I show them a video on how to arrive at my AirBNB. Hey, that’s what the host sent me. They look clueless (as do I, since all the streets looked similar), until the very last ten seconds when they excitedly say, “That way! 100 meters!” I thanked them, and did a victory walk in the direction while yelling back at them, “Thank you!” to which they yelled back in their thick accents, “Nice day!”
It’s humid AF outside; the feeling when the sky is unsure if it wants to downpour or sunshine. I find the keys to my AirBNB, not hidden under the mat, or on top of the door, or inside the first plant, but blatantly right in front of the door. Ok, I guess Thailand is pretty safe place for the keys to this 2 bedroom house to be out for anyone to walk on in (which, even that, I feel like Thai people wouldn’t get terribly upset about). Once inside, I rip off my sopping shirt, drop off my bags, and look for any source of water. Out of the corner of my eye, I see a man walking up the stairs.
I greet the man – it’s our AirBNB host. How did he know I literally arrived five minutes ago? He comes inside and tells me about the property, and then tries to show me his map of Top 100 Things to Do in Phuket. I find out he’s Ukrainian, but has lived here for three years to manage properties like this one. After multiple attempts to switch the map from Russian to English, he says he’ll just come back in a few hours and we’ll go get dinner. Fine by me.

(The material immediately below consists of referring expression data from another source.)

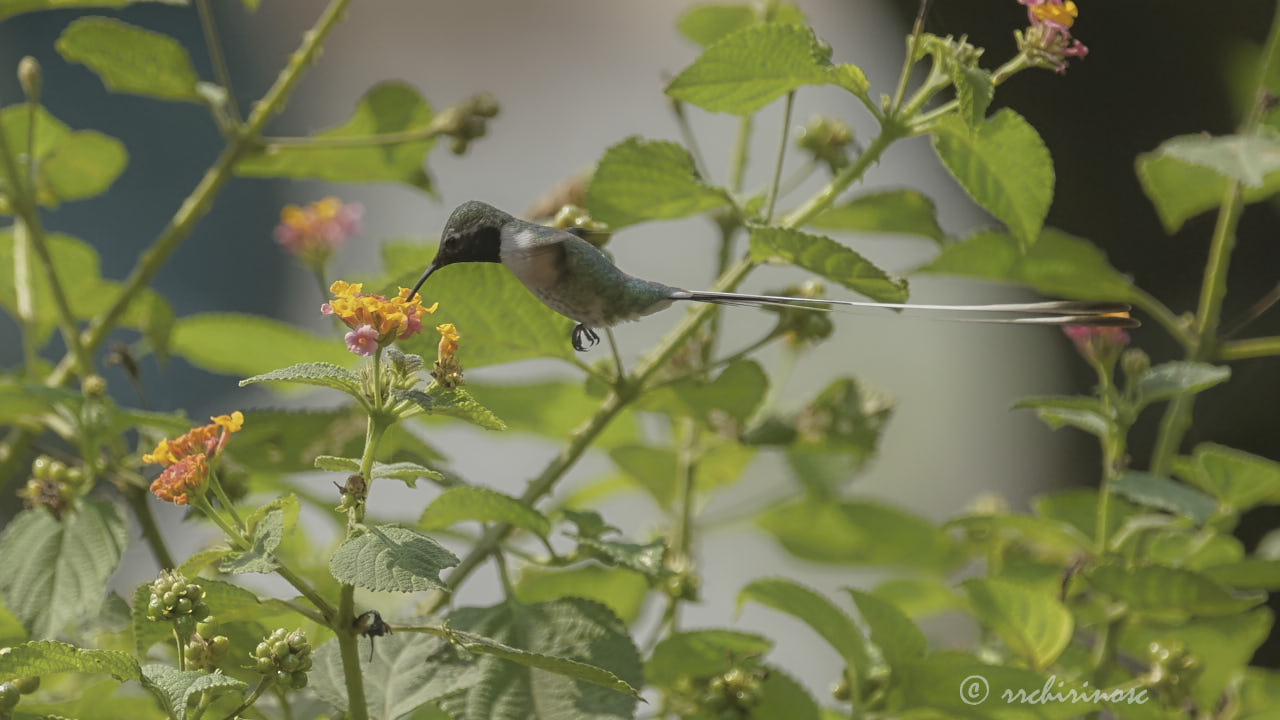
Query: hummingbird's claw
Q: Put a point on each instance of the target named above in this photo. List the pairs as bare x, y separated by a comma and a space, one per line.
581, 331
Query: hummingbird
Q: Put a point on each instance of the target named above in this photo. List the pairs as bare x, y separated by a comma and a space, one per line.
576, 279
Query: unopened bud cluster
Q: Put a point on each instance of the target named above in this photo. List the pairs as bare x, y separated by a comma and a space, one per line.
286, 656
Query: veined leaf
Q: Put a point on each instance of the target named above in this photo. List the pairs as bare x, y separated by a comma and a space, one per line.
48, 657
648, 180
387, 108
131, 59
1033, 624
391, 559
1004, 165
55, 572
458, 504
828, 259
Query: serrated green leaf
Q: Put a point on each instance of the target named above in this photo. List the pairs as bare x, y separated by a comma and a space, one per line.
1180, 377
387, 108
460, 504
1004, 165
177, 688
828, 259
905, 212
892, 632
391, 559
320, 374
575, 660
1033, 624
648, 180
1157, 588
621, 591
1237, 479
851, 532
1164, 493
236, 343
748, 68
699, 654
131, 59
1057, 265
407, 670
813, 610
55, 572
48, 657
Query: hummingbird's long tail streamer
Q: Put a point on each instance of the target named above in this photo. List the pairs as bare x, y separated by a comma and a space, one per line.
1046, 313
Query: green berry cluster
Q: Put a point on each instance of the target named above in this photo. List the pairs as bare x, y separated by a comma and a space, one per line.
173, 598
284, 655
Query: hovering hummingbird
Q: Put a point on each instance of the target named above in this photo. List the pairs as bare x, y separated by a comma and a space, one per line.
580, 282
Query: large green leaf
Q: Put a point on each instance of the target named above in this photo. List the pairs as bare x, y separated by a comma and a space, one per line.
1036, 625
853, 532
1059, 265
1004, 165
470, 502
387, 557
131, 59
236, 343
388, 108
748, 68
828, 259
55, 572
561, 659
813, 610
648, 180
511, 324
905, 212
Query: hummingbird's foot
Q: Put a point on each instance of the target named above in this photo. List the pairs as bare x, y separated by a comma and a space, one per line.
581, 331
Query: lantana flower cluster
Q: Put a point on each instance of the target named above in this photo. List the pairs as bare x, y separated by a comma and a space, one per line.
187, 458
374, 319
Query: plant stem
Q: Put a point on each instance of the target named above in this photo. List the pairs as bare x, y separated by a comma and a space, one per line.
782, 150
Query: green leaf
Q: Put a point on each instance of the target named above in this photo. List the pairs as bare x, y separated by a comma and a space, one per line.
460, 504
749, 68
53, 573
1033, 624
455, 402
234, 343
1164, 493
407, 670
618, 589
177, 688
131, 59
561, 659
1057, 265
387, 108
46, 657
648, 180
9, 8
510, 326
892, 632
1237, 479
1157, 588
320, 374
828, 259
1180, 190
1004, 165
813, 610
885, 212
1180, 377
407, 473
851, 532
699, 654
391, 559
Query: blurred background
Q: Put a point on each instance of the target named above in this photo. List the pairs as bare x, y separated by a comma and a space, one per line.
577, 76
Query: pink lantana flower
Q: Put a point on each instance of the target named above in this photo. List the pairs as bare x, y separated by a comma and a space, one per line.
362, 340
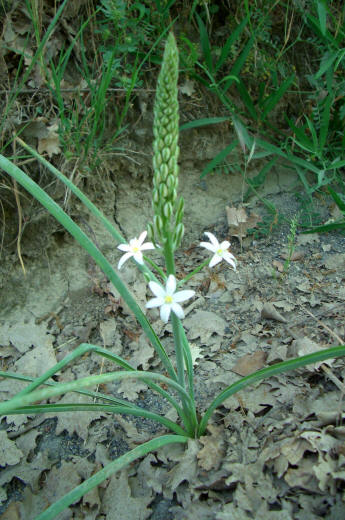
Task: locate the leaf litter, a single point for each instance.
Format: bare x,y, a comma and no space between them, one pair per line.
272,451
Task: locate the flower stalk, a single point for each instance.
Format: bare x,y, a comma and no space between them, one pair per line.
167,226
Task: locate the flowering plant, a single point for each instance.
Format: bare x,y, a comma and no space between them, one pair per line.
166,229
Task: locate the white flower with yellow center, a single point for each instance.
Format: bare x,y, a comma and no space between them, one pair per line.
134,249
167,299
220,251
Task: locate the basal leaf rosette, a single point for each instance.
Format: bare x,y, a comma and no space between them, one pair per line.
168,211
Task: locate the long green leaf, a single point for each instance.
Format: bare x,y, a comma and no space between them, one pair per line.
274,98
322,13
90,247
240,61
114,466
339,202
278,368
204,122
247,100
324,123
205,43
62,388
95,407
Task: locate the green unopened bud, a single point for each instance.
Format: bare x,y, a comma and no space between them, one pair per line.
170,182
167,210
163,169
178,235
163,191
179,211
155,196
158,224
165,154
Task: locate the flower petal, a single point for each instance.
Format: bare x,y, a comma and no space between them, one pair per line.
228,257
124,259
212,239
123,247
215,260
165,312
224,245
155,302
181,296
170,285
208,246
147,245
138,256
177,309
142,238
157,289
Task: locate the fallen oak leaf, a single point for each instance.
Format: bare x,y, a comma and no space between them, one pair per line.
239,222
269,312
250,363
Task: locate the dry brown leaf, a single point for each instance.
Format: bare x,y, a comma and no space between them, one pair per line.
303,346
269,312
9,453
186,469
51,143
239,222
211,455
119,503
250,363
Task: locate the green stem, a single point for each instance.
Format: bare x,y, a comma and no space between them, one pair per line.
156,267
190,411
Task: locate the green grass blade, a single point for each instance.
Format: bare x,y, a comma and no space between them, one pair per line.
240,61
326,63
95,407
322,14
234,36
278,368
87,203
17,88
326,227
114,466
247,100
324,123
274,98
218,159
90,247
204,122
337,199
93,395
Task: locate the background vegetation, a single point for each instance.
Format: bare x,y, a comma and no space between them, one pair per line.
72,73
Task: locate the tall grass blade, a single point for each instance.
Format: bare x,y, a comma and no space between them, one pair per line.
234,36
274,99
218,159
205,43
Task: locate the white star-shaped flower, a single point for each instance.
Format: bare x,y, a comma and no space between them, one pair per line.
167,299
220,251
134,248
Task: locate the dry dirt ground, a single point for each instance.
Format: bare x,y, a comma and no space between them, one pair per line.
274,451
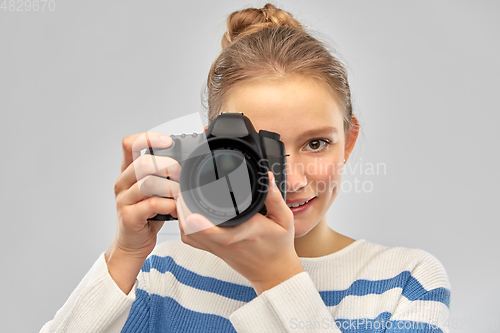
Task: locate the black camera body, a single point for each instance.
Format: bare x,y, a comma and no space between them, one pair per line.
224,169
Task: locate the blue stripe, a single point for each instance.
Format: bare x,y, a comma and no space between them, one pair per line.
190,278
412,289
168,316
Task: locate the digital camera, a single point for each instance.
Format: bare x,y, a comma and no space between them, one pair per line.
224,169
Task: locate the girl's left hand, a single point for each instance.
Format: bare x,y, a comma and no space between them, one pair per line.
261,249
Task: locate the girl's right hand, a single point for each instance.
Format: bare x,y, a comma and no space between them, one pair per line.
135,236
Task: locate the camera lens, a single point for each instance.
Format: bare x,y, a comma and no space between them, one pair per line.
224,183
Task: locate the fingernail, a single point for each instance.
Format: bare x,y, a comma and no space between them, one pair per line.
165,138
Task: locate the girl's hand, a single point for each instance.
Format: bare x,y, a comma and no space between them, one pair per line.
135,236
260,249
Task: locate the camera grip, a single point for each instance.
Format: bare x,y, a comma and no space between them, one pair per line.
162,217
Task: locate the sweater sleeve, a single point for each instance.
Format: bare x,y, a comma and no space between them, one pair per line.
425,299
96,305
294,304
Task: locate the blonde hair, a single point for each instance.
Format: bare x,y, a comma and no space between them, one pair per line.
269,43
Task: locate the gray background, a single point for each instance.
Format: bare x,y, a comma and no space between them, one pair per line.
75,81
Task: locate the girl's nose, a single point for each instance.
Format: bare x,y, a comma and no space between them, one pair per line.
295,175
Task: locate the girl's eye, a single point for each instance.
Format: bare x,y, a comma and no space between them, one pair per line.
317,144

I wake up from my nap, and walk to the Bang Tao Beach strip of Thai restaurants, where he greets me on his motorbike. He tells me to hop on, which I’m fine with, since all I saw there were floral-shirted families from the West. We go here:
A strip with nothing but Thai street food. Yes, now this is what I wanted my Thailand experience to be. He orders chicken with rice for $1, and when I ask them what I could eat as a vegetarian, they tell me the rice is cooked with chicken, so they put something in a box from the refrigerator and hand it to me. Oooh, the element of surprise. They also hand me a lemon iced tea that I didn’t order, but sure!
My AirBNB host drives us from dim-lit alleyway to dim-lit alleyway – each filled with Thai families dining and kids running around in the streets. The families start getting further away and I notice we’re making our way into what looks like a jungle on a mountain. Uhhh, where are we going?
I think about every kidnapping movie and what my next step is. Wait, are people up there waiting for me? Hold up, was this all just a set-up? Did we just go through the nice neighborhood to psyche me out? Either I’m being kidnapped or we’re about to hit a really cool spot. It’s always that way.
We go further up the mountain, where there are definitely more animals than humans, so you know we’re getting deep into the unknown. We arrive at someone’s house at the top of the hill – one of those tiny cottages that are in the middle of nowhere – no lights, barely a road. Who’s house is this? What are we doing here? What’s going to happen…to me? I’ve watched way too many Lifetime movies in my mom’s kitchen; I know what could happen here. He says, “c’mon” and I follow – cuz the only other option would be to run off into the middle of the jungle with 14% of my phone battery for the flashlight – and that probably would have been scarier. He sits at the table, opens up his chicken and rice, and…ok, wait, that’s it? Am I a horrible person for thinking all of this?
Oh wow, oh wowwwww…
First for this view over Phuket’s Bang Tao Beach, and second for…my “vegetarian” meal?
Mmm, my vegetarian salad. I literally got plain leaves of lettuce.
We spend the next hour chatting about our life stores – me, from Indiana, New York, LA – and him, from Ukraine and Thailand. He speaks with his strong Ukrainian-Russian accent, cutely emphasizing the wrong syllables in words like comfortable. Not comfortable, but comfortable. He tells me about
winter Vinter in Ukraine, and winter Vinter in Thailand. He’d ask me alarming questions like, “Health insurance, you have?” I’d say “no, do I need it?” And he’d respond, “Yes, well, here, cobras.” And I’d quickly shuffle my feet.
There were moments of silence due to the language barrier, but it gave me time to appreciate the view of Phuket from this hidden viewpoint that I’m sure not many tourists get the opportunity to see. I’m lucky to have him as my AirBNB host in Phuket. I mean, I just got off the airplane a few hours ago – what more could I ask for?